The next issue I observed, still on my old instance, was that the Ceph dashboard I was using, a fork of this dashboard was not handling multiple clusters well. This became an issue because I was now gathering metrics from my baremetal and from my Rook cluster.
I worked around this by making use of Grafana’s Variables.
I chose the Custom
type of variable, and added the following two values:
job="ceph-metrics",job!="ceph-metrics"
My old baremetal cluster’s scrape job was called ceph-metrics
, and the Ceph
metrics themselves sadly don’t come with per-cluster labels.
Let’s take a simple Stat panel showing the health of the cluster with this query:
sum without (instance) (ceph_health_status{${cluster}})
Now with my little workaround, the ${cluster}
variable will either contain
job="ceph-metrics"
or job!="ceph-metrics"
, cleanly separating the data for
my clusters.
One further change I had to make was to change the labels to be ignored in all
the aggregation queries specifically for the Rook cluster’s data, because besides
the typical Ceph metrics, it also added the Pod name to some of them, for example
the ceph_osd_op_r_out_bytes
metric. So for getting the current read rate for
my OSDs, I would then use this query:
sum without (ceph_daemon, instance, pod) (irate(ceph_osd_op_r_out_bytes{${cluster}}[5m]))
The addition here was the pod
in the without
list.
With that bit of preface out of the way, let’s look at the actual dashboard migration. I opted to go for exporting the dashboard to a local file on my desktop from the old Grafana and then importing it into the new Grafana.
To export a dashboard, you can use the “Share” button in the upper right of each dashboard, next to the “Save” and “Config” buttons:
When exporting dashboards for use in another Grafana instance, it is important to check the “Export for sharing externally” button. With that, library panels used in the dashboard are also exported as part of the dashboard.
After being stored in a file, the import is similarly simple. After loading the JSON file previously exported via Grafana’s dashboard import, which is shown as an option when adding a new dashboard, your are presented with this form:
The above import form allows you to set the name, the UID and the folder where an imported dashboard is placed. Because I chose the “Export for sharing externally” option, the import also contains two library panels I have in the dashboard. Finally, you also get to chose the Prometheus data source to be used, as the exported dashboard contains placeholders instead of actual IDs for the data source.
This worked pretty well, including the import of the library panels, but I still hit an error, specifically with those library panels. For some reason, the data source placeholder was not properly replaced during the import, and I got the following error message on the two library panels:
I was not able to figure out why I was seeing this error. All of the non-library panels in this dashboard, as well as all the other dashboards I imported, worked fine, while all the library panels showed this same error.
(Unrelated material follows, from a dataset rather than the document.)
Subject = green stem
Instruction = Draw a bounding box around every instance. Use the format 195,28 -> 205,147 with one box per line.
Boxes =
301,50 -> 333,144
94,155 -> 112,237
I ended up fixing it by going to the “JSON” tab and manually replacing the
${DS_PROMETHEUS-FOR-LIBRARY-PANEL}
placeholder with the name of my Prometheus
data source.
Conclusion
This post finally concludes the migration of my metrics stack over to my Kubernetes cluster. Besides that I now also have proper data gathering for the Kubernetes and Rook clusters. More pretty graphs for me. 🤓
This part of the migration took way longer than previous parts. I make my return to gaming, and specifically returning to Stellaris, partially responsible for that. 😁
The next step should hopefully go a bit faster: I will have a look at Harbor for both, my own image storage as well as using it as a pull-through cache.